Putting it all together

This is the complete code, wrapped in a script that lets you run it standalone against an image:

#!/usr/bin/env python
# -*- encoding: utf-8

import colorsys

from PIL import Image
from sklearn.cluster import KMeans
import wcag_contrast_ratio as contrast


def get_dominant_colours(path, *, count):
    """
    Return a list of the dominant RGB colours in the image at ``path``.

    :param path: Path to the image file.
    :param count: Number of dominant colours to find.

    """
    im = Image.open(path)

    # Resizing means less pixels to handle, so the *k*-means clustering converges
    # faster.  Small details are lost, but the main details will be preserved.
    im = im.resize((100, 100))

    # Ensure the image is RGB, and use RGB values in [0, 1] for consistency
    # with operations elsewhere.
    im = im.convert("RGB")
    colors = [(r / 255, g / 255, b / 255) for (r, g, b) in im.getdata()]

    return KMeans(n_clusters=count).fit(colors).cluster_centers_


def choose_tint_color(dominant_colors, background_color):
    # The minimum contrast ratio for text and background to meet WCAG AA
    # is 4.5:1, so discard any dominant colours with a lower contrast.
    sufficient_contrast_colors = [
        col
        for col in dominant_colors
        if contrast.rgb(col, background_color) >= 4.5
    ]

    # If none of the dominant colours meet WCAG AA with the background,
    # try again with black and white -- every colour in the RGB space
    # has a contrast ratio of 4.5:1 with at least one of these, so we'll
    # get a tint colour, even if it's not a good one.
    #
    # Note: you could modify the dominant colours until one of them
    # has sufficient contrast, but that's omitted here because it adds
    # a lot of complexity for a relatively unusual case.
    if not sufficient_contrast_colors:
        return choose_tint_color(
            dominant_colors=dominant_colors + [(0, 0, 0), (1, 1, 1)],
            background_color=background_color
        )

    # Of the colours with sufficient contrast, pick the one with the
    # closest brightness (in the HSV colour space) to the background
    # colour.  This means we don't get very dark or very light colours,
    # but more bright, vibrant colours.
    hsv_background = colorsys.rgb_to_hsv(*background_color)
    hsv_candidates = {
        tuple(rgb_col): colorsys.rgb_to_hsv(*rgb_col)
        for rgb_col in sufficient_contrast_colors
    }

    candidates_by_brightness_diff = {
        rgb_col: abs(hsv_col[2] - hsv_background[2])
        for rgb_col, hsv_col in hsv_candidates.items()
    }

    rgb_choice, _ = min(
        candidates_by_brightness_diff.items(),
        key=lambda t: t[1]
    )

    assert rgb_choice in dominant_colors
    return rgb_choice


if __name__ == "__main__":
    import sys

    try:
        path = sys.argv[1]
    except ImportError:
        sys.exit(f"Usage: {__file__} <PATH>")

    dominant_colors = get_dominant_colours(path, count=5)
    tint_color = choose_tint_color(dominant_colors, background_color=(0, 0, 0))

    print(tint_color)
    print("#%02x%02x%02x" % tuple(int(v * 255) for v in tint_color))

I haven’t integrated it into docstore yet, but that should be the easy bit – finding a good way to pick tint colours was where I struggled before.

When I do use this code, I’ll cache the k-means results and compute the tint colours on the fly.
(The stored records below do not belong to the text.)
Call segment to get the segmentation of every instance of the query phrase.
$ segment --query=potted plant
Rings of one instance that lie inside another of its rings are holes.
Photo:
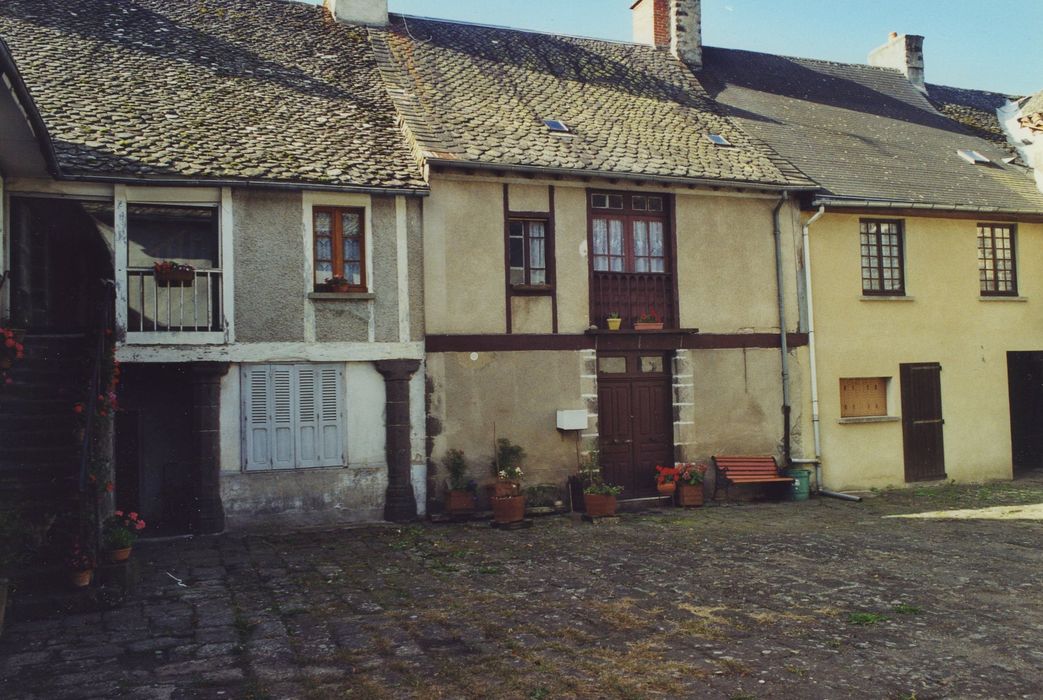
[[[615,515],[618,507],[616,500],[623,493],[622,486],[614,486],[605,481],[601,472],[601,463],[597,450],[592,450],[583,462],[583,509],[591,518],[603,518]]]
[[[521,493],[521,465],[525,450],[507,438],[496,441],[496,456],[492,470],[496,483],[492,485],[490,502],[493,520],[500,524],[516,523],[525,519],[525,496]]]
[[[109,554],[109,561],[126,561],[130,557],[134,542],[138,539],[138,533],[144,529],[145,521],[137,513],[117,510],[105,518],[101,526],[101,537]]]
[[[605,322],[608,324],[610,331],[618,331],[619,326],[623,323],[623,319],[620,318],[618,311],[610,311],[605,318]]]
[[[65,554],[65,568],[69,572],[69,582],[73,588],[86,588],[94,577],[94,555],[76,538],[69,545]]]
[[[0,510],[0,634],[4,631],[4,611],[15,568],[26,553],[27,529],[20,515],[11,509]]]
[[[672,496],[677,490],[680,471],[677,467],[656,466],[656,488],[663,496]]]
[[[334,275],[326,279],[326,290],[330,292],[336,292],[337,294],[344,294],[351,291],[351,282],[345,277],[340,275]]]
[[[707,465],[685,463],[678,467],[677,505],[701,506],[703,504],[703,479]]]
[[[186,287],[196,279],[196,268],[173,260],[162,260],[152,265],[157,284],[166,287]]]
[[[16,360],[25,357],[25,346],[16,331],[11,328],[0,328],[0,385],[11,383],[8,370],[14,366]]]
[[[467,459],[463,450],[446,451],[442,466],[449,477],[446,480],[445,511],[450,515],[473,513],[475,482],[467,479]]]
[[[634,322],[635,331],[661,331],[663,330],[663,317],[654,307],[649,307],[644,313],[637,317]]]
The k-means results take a while to create and they shouldn’t change. Caching those results will make it easier for me to keep tweaking the function that picks the tint colour, if/when I get more ideas.

When I wrote the original version of this code on Thursday night, it was right at the limit of my understanding. It worked, but it was spaghetti code with a lot of unnecessary pieces that I could barely follow. Writing it out in detail has helped me understand why it works, the key ideas, and why it works better than my other attempts. The new code is also a lot clearer to read.
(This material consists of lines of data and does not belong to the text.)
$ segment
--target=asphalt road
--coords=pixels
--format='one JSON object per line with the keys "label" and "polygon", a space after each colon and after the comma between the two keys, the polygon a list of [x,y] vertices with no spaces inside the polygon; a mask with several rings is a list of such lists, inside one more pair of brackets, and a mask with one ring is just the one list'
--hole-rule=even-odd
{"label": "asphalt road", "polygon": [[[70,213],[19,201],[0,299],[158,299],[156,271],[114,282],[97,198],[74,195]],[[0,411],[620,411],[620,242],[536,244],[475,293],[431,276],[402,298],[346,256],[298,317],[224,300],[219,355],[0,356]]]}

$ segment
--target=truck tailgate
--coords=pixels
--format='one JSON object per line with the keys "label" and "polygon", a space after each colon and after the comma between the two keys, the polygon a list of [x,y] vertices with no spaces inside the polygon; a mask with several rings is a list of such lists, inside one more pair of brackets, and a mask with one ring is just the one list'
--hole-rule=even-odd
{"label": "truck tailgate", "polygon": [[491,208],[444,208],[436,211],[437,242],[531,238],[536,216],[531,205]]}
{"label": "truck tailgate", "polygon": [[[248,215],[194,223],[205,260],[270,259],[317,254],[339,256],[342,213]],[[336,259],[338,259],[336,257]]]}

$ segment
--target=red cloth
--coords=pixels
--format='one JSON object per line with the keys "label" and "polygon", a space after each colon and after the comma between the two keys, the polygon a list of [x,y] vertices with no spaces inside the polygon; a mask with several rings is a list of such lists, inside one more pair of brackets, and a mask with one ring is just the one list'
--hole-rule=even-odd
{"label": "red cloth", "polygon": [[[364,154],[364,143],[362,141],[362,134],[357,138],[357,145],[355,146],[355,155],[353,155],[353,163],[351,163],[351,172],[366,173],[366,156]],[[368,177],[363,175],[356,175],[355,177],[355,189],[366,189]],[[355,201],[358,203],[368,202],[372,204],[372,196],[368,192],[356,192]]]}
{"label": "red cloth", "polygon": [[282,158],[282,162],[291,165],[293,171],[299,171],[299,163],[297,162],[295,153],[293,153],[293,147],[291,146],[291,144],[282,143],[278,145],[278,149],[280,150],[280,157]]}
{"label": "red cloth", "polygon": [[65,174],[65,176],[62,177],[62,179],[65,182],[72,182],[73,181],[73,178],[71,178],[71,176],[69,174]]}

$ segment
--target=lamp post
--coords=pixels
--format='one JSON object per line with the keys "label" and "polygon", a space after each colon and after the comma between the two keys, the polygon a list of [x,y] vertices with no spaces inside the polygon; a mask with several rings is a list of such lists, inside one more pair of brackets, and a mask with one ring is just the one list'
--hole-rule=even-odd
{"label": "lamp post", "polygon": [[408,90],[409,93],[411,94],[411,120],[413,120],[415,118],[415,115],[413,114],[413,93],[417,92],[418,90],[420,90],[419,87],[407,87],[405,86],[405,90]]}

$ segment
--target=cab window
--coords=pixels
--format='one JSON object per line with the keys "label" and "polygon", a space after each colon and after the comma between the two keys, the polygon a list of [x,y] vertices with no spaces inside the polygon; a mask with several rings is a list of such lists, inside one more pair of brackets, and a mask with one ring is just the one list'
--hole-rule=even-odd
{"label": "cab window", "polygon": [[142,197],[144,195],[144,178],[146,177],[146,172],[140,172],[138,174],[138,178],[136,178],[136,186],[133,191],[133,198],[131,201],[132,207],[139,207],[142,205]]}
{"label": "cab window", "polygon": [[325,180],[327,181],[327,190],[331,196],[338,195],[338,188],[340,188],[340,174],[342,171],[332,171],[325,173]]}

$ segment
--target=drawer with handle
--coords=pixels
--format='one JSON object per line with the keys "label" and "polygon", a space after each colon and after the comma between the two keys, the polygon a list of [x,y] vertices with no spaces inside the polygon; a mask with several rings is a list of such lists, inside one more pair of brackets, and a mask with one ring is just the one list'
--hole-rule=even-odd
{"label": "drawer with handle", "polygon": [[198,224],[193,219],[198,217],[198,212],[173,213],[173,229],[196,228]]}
I hope you found this post interesting, and maybe it gave you some ideas for your own code. But the main value for me is better understanding of this tricky code, which will make it easier for me to maintain and update it in the future. If you’re ever struggling with a bit of code, I really can recommend writing it out in detail as a way to understand it better.